From 32d72eee29911bae59686da040341d31691b6143 Mon Sep 17 00:00:00 2001
From: Sascha Rogmann <github@rogmann.org>
Date: Thu, 5 Feb 2026 22:27:52 +0100
Subject: [PATCH] spec: remove parameter spec-ngram-check-rate

---
 common/arg.cpp               | 10 ----------
 common/common.h              |  1 -
 common/ngram-map.cpp         |  7 +++----
 common/ngram-map.h           |  8 +++-----
 common/speculative.cpp       | 14 ++------------
 docs/speculative.md          |  6 ------
 tools/server/server-task.cpp |  4 ----
 7 files changed, 8 insertions(+), 42 deletions(-)

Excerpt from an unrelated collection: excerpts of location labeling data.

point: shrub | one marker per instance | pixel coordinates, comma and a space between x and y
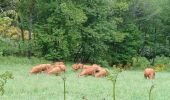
141, 62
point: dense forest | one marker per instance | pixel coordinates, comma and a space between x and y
107, 32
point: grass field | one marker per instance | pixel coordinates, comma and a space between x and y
130, 85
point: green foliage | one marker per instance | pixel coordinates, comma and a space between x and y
106, 32
113, 78
162, 63
3, 80
141, 62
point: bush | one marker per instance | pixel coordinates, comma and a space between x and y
140, 63
162, 63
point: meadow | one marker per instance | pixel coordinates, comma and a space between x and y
131, 85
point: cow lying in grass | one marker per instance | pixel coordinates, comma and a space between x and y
149, 73
39, 68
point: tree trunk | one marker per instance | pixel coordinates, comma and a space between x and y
30, 32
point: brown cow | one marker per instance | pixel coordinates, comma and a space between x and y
40, 68
149, 73
75, 67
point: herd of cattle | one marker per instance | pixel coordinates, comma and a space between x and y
59, 67
94, 70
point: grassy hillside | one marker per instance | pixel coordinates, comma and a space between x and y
130, 85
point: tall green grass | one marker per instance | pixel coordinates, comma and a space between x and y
130, 85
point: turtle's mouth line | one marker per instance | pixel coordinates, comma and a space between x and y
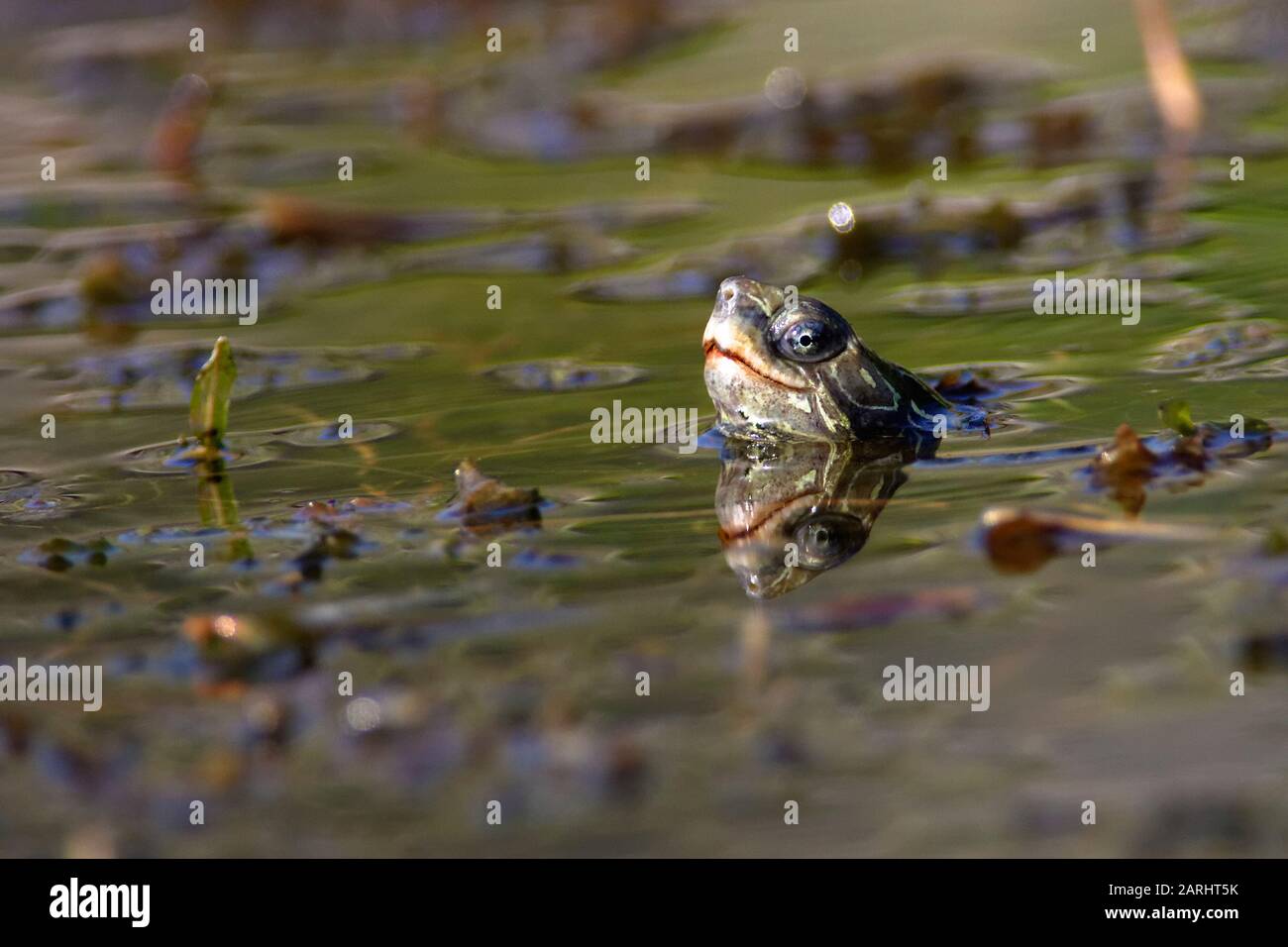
728, 536
712, 348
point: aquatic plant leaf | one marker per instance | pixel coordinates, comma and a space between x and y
1176, 415
207, 412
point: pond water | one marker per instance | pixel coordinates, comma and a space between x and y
330, 556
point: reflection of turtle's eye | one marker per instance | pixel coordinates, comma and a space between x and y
807, 339
828, 539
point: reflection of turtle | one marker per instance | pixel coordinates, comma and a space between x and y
793, 510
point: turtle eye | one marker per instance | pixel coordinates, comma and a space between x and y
807, 339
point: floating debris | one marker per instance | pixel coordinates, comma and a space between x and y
485, 502
1024, 540
565, 375
60, 554
249, 648
1216, 348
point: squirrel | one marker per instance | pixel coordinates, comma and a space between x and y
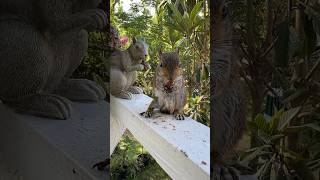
42, 42
227, 102
168, 86
124, 66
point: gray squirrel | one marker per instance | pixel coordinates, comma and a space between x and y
124, 65
41, 43
168, 86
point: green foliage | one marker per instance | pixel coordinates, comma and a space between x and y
131, 161
174, 25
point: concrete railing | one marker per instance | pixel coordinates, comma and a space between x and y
181, 148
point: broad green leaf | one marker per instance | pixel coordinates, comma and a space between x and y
287, 116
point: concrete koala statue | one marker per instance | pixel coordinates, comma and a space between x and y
168, 86
41, 43
124, 66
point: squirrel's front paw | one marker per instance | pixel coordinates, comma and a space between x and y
98, 18
179, 116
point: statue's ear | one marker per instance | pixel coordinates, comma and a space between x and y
160, 53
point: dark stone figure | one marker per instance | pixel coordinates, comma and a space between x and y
41, 43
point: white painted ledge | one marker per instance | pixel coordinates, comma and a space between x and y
46, 149
182, 148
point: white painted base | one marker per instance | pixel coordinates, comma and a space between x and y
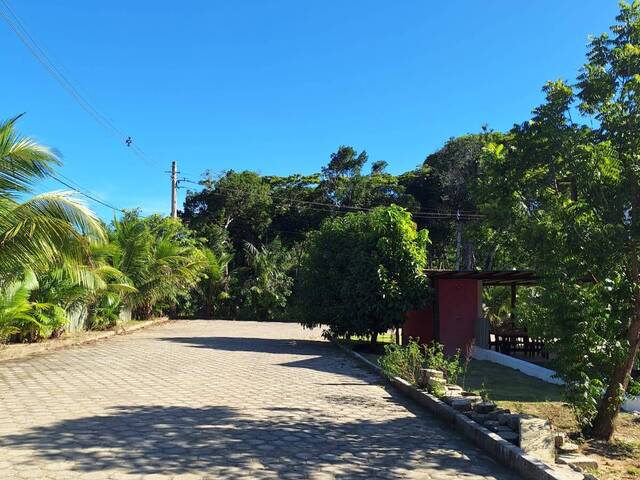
632, 404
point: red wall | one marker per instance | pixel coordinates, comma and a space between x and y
419, 324
457, 311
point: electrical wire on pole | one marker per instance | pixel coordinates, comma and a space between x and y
19, 28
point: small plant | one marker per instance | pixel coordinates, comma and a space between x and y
403, 361
407, 361
437, 389
435, 358
484, 392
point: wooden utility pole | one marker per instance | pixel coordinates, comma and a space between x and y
458, 241
174, 189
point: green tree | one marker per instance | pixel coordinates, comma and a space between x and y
160, 259
43, 228
213, 287
267, 285
363, 272
609, 90
570, 196
237, 202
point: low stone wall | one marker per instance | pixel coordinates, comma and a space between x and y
500, 449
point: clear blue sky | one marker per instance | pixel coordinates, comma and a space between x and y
276, 86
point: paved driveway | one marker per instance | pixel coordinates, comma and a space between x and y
217, 399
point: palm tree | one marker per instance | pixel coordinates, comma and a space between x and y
160, 266
36, 234
46, 227
212, 288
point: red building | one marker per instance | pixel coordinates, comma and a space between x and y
453, 319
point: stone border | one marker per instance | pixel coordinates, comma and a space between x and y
17, 351
498, 448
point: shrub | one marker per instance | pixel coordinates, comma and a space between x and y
452, 367
406, 361
403, 361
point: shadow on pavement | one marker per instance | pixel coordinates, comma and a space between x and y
291, 443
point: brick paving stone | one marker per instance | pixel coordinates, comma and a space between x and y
218, 399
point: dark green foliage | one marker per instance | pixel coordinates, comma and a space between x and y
266, 285
363, 272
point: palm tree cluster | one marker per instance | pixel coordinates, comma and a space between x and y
58, 260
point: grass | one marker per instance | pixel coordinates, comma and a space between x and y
520, 393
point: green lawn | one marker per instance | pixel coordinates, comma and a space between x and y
505, 384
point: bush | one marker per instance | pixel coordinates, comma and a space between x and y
403, 362
406, 361
435, 358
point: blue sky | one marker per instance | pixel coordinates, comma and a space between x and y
276, 86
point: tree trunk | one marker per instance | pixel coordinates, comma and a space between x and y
604, 423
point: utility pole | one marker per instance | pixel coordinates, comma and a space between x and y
174, 189
458, 241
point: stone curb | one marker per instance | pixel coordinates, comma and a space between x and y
504, 452
20, 351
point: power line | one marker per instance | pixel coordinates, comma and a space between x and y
421, 214
83, 192
21, 31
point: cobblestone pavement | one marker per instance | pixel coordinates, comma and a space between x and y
217, 399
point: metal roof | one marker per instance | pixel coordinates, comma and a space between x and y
488, 277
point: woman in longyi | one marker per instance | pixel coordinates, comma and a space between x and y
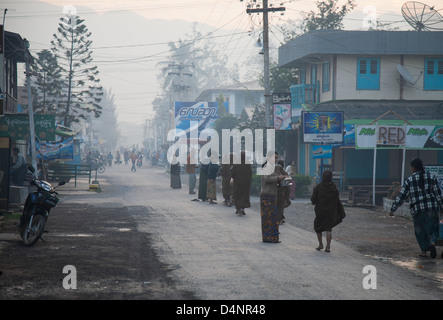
329, 210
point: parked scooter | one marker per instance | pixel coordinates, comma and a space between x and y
38, 204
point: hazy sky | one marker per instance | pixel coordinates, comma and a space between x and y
130, 37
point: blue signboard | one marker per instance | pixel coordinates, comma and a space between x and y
195, 116
55, 150
322, 127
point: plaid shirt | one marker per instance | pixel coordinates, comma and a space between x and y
429, 199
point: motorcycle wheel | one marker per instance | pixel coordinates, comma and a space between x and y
32, 234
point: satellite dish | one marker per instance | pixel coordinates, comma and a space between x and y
405, 74
421, 16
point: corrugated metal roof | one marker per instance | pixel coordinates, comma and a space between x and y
372, 109
313, 45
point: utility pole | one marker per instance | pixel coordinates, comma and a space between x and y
265, 10
30, 109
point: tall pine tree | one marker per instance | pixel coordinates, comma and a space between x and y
46, 83
71, 45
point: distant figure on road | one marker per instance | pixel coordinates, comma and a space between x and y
203, 182
425, 202
19, 169
225, 173
268, 200
133, 157
175, 174
283, 200
329, 210
190, 169
292, 171
242, 176
213, 170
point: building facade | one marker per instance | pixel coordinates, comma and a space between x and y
366, 74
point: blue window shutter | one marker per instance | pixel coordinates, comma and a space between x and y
303, 76
313, 74
368, 74
325, 76
433, 79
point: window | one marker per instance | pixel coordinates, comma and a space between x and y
368, 74
313, 74
433, 74
325, 76
302, 76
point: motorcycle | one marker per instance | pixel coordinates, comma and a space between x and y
36, 210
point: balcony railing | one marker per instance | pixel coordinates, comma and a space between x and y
304, 94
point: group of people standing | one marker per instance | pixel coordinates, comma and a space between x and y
236, 175
278, 189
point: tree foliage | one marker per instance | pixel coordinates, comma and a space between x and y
46, 82
329, 15
82, 91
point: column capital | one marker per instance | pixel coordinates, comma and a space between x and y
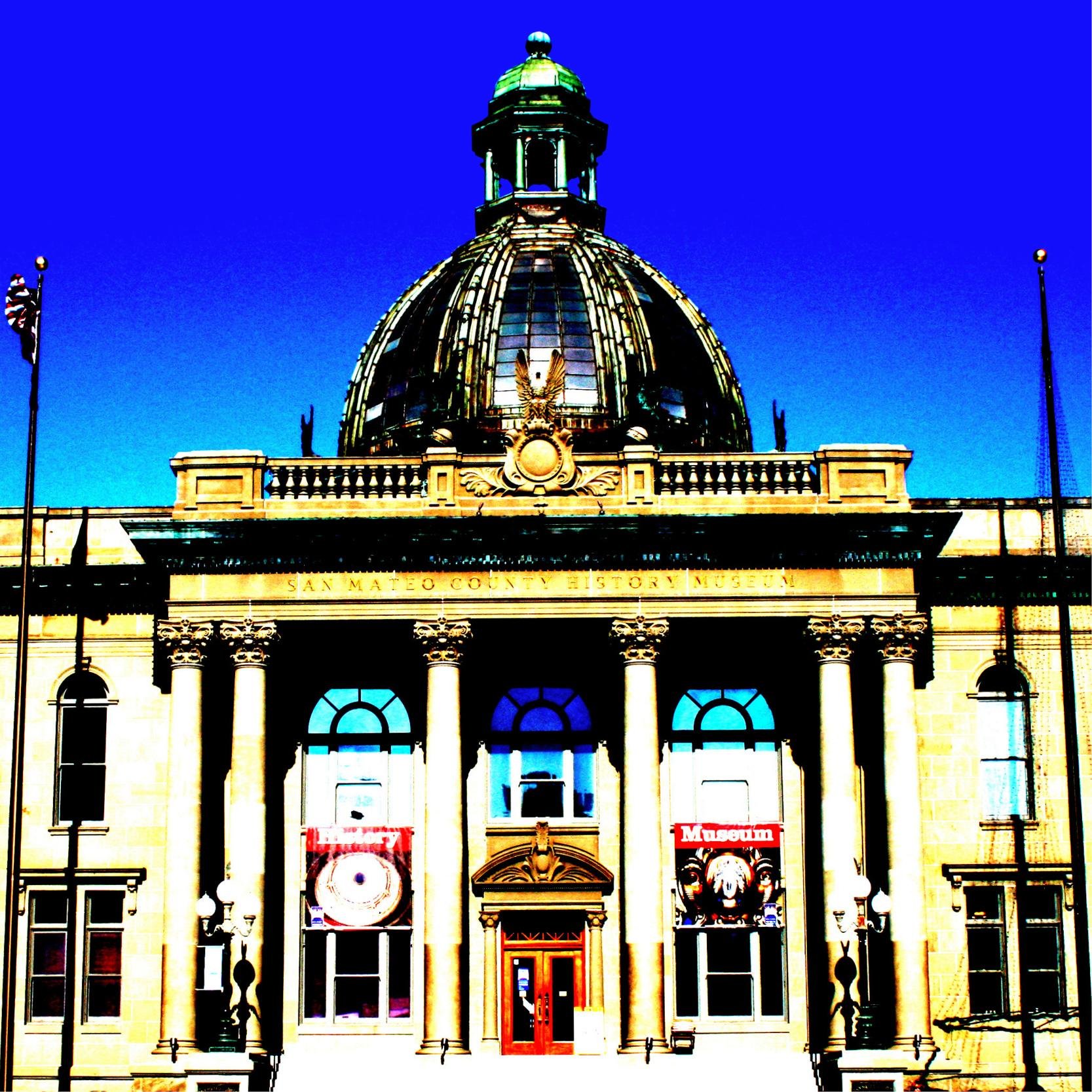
835, 637
899, 635
185, 641
639, 638
249, 643
443, 640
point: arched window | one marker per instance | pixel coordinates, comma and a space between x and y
360, 761
1004, 767
81, 749
725, 764
542, 758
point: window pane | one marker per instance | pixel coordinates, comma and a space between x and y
540, 719
356, 998
542, 800
686, 973
774, 994
49, 908
399, 974
984, 902
83, 735
584, 768
314, 975
730, 995
48, 954
500, 782
1041, 948
1041, 902
47, 997
728, 951
358, 952
104, 952
105, 907
985, 951
987, 993
104, 996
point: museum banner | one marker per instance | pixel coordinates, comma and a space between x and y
358, 876
728, 874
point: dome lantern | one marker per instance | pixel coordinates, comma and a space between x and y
540, 144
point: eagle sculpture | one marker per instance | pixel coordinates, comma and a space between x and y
538, 399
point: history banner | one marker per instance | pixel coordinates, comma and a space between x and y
358, 876
728, 874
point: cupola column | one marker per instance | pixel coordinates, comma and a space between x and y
835, 639
249, 643
561, 170
491, 185
639, 641
443, 838
186, 645
521, 168
898, 640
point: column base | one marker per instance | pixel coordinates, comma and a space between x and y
185, 1046
639, 1046
436, 1046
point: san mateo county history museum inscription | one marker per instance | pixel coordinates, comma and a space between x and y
671, 584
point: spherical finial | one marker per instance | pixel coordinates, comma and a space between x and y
538, 44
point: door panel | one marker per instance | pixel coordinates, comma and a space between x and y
542, 990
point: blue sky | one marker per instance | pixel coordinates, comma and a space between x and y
231, 199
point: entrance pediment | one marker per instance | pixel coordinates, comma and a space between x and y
544, 866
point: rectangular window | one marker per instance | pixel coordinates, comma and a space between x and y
730, 973
356, 974
1043, 954
987, 980
48, 944
102, 954
81, 764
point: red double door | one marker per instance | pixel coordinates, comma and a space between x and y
542, 988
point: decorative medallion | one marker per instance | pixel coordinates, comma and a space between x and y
538, 459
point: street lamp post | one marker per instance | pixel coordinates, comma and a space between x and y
852, 918
235, 907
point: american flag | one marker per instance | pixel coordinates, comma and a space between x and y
21, 311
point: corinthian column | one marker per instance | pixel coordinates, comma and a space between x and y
445, 850
835, 639
643, 857
249, 643
186, 645
898, 639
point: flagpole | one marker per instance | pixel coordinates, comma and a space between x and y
1068, 707
19, 728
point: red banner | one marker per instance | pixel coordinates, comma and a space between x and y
689, 836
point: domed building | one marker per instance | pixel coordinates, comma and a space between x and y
546, 719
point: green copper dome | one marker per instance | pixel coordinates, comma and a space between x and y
538, 70
641, 360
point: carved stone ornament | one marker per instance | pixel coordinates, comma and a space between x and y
545, 864
538, 459
639, 639
836, 636
249, 643
899, 635
185, 641
443, 640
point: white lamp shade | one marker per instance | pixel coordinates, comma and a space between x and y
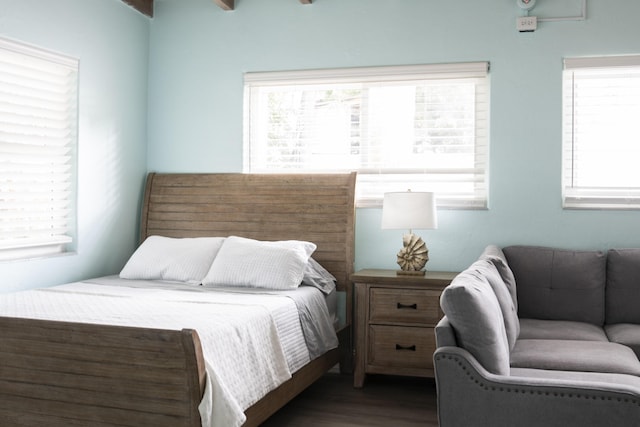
409, 210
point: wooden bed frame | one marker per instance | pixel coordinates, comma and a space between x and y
59, 374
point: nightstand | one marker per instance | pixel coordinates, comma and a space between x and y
395, 318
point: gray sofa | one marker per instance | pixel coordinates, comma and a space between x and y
537, 336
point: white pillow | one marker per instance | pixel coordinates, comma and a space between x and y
179, 260
253, 263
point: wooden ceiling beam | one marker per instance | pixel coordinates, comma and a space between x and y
230, 4
225, 4
142, 6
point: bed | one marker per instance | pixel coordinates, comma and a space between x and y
62, 373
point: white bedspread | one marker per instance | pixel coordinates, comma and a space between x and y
263, 341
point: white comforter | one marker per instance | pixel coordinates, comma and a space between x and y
262, 335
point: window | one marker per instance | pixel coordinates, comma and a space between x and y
423, 128
38, 132
601, 133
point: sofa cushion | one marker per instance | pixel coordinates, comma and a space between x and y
572, 355
558, 284
623, 286
561, 330
472, 308
601, 377
625, 333
496, 256
486, 268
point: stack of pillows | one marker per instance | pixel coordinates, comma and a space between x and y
229, 262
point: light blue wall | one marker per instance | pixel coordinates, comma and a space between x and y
199, 54
193, 56
112, 42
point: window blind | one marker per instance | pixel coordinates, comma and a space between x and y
38, 133
601, 137
422, 127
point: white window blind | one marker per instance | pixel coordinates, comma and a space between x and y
38, 133
601, 133
423, 128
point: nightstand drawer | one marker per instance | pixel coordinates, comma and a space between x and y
419, 306
401, 347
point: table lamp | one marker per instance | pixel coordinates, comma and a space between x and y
410, 210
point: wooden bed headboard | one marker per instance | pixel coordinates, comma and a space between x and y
313, 207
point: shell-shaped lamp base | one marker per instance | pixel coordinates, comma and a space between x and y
414, 254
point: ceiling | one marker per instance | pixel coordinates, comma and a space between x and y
146, 6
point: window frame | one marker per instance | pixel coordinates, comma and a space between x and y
38, 138
575, 196
468, 72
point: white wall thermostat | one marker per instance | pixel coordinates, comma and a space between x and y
526, 4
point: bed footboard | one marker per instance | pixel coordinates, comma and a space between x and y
71, 374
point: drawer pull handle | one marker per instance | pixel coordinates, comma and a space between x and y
405, 348
407, 306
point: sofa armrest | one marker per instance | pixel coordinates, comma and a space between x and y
469, 395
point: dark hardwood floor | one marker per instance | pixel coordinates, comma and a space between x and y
384, 401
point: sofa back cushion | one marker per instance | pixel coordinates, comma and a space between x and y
497, 257
472, 309
623, 286
487, 268
557, 284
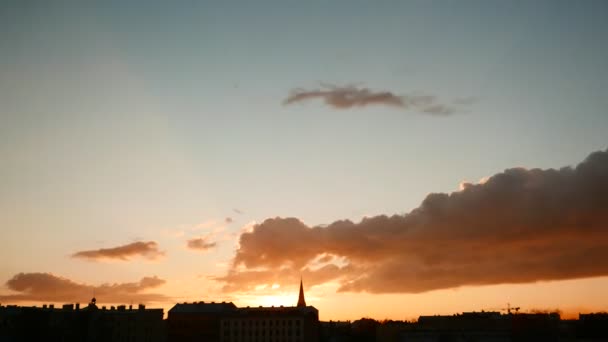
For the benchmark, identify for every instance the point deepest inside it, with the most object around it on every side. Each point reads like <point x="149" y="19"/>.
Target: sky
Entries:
<point x="401" y="157"/>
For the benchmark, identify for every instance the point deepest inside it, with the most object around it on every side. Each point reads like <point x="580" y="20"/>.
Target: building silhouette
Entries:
<point x="225" y="322"/>
<point x="88" y="324"/>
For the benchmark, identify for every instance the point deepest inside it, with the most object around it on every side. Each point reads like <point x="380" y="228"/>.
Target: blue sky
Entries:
<point x="121" y="122"/>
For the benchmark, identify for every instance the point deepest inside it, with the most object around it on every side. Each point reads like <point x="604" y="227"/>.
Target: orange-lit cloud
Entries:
<point x="201" y="244"/>
<point x="519" y="226"/>
<point x="350" y="96"/>
<point x="145" y="249"/>
<point x="51" y="288"/>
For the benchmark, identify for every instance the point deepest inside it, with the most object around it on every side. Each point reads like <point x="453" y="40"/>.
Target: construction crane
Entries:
<point x="508" y="309"/>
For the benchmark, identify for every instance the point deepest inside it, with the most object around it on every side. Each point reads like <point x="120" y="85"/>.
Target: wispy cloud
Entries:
<point x="200" y="244"/>
<point x="48" y="287"/>
<point x="344" y="97"/>
<point x="517" y="226"/>
<point x="148" y="250"/>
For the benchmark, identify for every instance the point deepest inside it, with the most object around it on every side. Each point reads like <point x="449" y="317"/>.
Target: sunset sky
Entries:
<point x="403" y="157"/>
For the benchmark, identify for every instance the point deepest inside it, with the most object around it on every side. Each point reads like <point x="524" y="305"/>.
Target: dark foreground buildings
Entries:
<point x="225" y="322"/>
<point x="89" y="324"/>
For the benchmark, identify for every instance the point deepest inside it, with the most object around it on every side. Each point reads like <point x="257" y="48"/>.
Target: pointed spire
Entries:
<point x="301" y="301"/>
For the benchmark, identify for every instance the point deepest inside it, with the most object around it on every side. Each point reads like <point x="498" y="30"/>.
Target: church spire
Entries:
<point x="301" y="301"/>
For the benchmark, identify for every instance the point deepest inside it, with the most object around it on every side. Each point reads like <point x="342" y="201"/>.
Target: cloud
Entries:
<point x="344" y="97"/>
<point x="46" y="287"/>
<point x="201" y="244"/>
<point x="518" y="226"/>
<point x="148" y="250"/>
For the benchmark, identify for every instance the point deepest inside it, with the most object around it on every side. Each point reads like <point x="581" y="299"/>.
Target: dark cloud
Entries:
<point x="148" y="250"/>
<point x="351" y="96"/>
<point x="46" y="287"/>
<point x="201" y="244"/>
<point x="521" y="225"/>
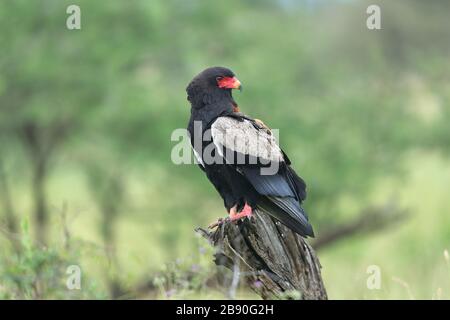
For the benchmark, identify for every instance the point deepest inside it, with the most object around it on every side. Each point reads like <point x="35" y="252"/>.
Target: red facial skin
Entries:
<point x="228" y="83"/>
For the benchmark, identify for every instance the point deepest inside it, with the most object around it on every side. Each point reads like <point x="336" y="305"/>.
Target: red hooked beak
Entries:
<point x="229" y="83"/>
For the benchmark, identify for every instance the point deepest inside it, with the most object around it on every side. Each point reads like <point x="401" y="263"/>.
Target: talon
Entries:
<point x="216" y="224"/>
<point x="245" y="212"/>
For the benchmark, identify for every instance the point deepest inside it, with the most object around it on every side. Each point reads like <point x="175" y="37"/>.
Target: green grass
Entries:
<point x="156" y="234"/>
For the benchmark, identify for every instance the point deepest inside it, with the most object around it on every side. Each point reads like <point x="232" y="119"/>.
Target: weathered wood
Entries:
<point x="273" y="260"/>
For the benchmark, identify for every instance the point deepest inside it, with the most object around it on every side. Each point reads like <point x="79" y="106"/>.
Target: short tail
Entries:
<point x="289" y="212"/>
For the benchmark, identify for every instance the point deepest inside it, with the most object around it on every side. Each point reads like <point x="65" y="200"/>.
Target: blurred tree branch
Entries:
<point x="369" y="221"/>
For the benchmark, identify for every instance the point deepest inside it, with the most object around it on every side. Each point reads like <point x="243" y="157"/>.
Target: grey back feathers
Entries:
<point x="242" y="137"/>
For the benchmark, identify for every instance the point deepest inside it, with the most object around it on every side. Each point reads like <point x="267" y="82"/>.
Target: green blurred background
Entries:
<point x="86" y="176"/>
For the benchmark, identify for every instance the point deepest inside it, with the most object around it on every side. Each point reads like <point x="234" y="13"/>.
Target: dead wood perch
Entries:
<point x="273" y="260"/>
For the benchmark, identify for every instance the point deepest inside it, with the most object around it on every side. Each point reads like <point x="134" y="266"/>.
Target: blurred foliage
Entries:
<point x="87" y="116"/>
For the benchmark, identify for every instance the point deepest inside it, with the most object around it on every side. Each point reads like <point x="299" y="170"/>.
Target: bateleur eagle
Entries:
<point x="238" y="152"/>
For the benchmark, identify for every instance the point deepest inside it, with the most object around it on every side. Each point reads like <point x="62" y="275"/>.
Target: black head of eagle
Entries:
<point x="240" y="156"/>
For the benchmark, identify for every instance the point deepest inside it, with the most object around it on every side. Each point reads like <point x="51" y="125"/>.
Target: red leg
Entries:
<point x="234" y="215"/>
<point x="245" y="212"/>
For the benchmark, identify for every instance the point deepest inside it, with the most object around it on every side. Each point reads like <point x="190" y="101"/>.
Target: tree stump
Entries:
<point x="273" y="260"/>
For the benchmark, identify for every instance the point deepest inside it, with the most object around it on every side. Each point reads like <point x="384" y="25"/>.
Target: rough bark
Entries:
<point x="273" y="260"/>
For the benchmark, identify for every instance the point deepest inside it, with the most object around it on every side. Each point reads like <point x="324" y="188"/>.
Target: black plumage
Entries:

diff --git a/common/arg.cpp b/common/arg.cpp
index 5fbc9022c0..9c85696ebd 100644
--- a/common/arg.cpp
+++ b/common/arg.cpp
@@ -3437,16 +3437,6 @@ common_params_context common_params_parser_init(common_params & params, llama_ex
             params.speculative.ngram_size_m = value;
         }
     ).set_examples({LLAMA_EXAMPLE_SERVER}));
-    add_opt(common_arg(
-        {"--spec-ngram-check-rate"}, "N",
-        string_format("ngram check rate for ngram-simple/ngram-map speculative decoding (default: %d)", params.speculative.ngram_check_rate),
-        [](common_params & params, int value) {
-            if (value < 1) {
-                throw std::invalid_argument("ngram check rate must be at least 1");
-            }
-            params.speculative.ngram_check_rate = value;
-        }
-    ).set_examples({LLAMA_EXAMPLE_SERVER}));
     add_opt(common_arg(
         {"--spec-ngram-min-hits"}, "N",
         string_format("minimum hits for ngram-map speculative decoding (default: %d)", params.speculative.ngram_min_hits),
diff --git a/common/common.h b/common/common.h
index 398ebb0960..b284244530 100644
--- a/common/common.h
+++ b/common/common.h
@@ -269,7 +269,6 @@ struct common_params_speculative {
 
     uint16_t ngram_size_n     = 12; // ngram size for lookup
     uint16_t ngram_size_m     = 48; // mgram size for speculative tokens
-    uint16_t ngram_check_rate =  1; // check rate for ngram lookup
     uint16_t ngram_min_hits   =  1; // minimum hits at ngram/mgram lookup for mgram to be proposed
 
     std::shared_ptr<common_ngram_mod> ngram_mod;
diff --git a/common/ngram-map.cpp b/common/ngram-map.cpp
index c5b8fc75ed..2b876a6e99 100644
--- a/common/ngram-map.cpp
+++ b/common/ngram-map.cpp
@@ -231,10 +231,9 @@ void common_ngram_map_draft(common_ngram_map & map,
         GGML_ABORT("%s: cur_len exceeds UINT32_MAX: %zu", __func__, cur_len);
     }
 
-    // Only check every check_rate tokens to save compute
-    // i.e., perform check if (cur_len - idx_last_check) >= check_rate
-    if (map.idx_last_check + map.check_rate > cur_len) {
-        return;
+    if (map.idx_last_check  > cur_len) {
+        // Should not happen because of common_ngram_map_begin().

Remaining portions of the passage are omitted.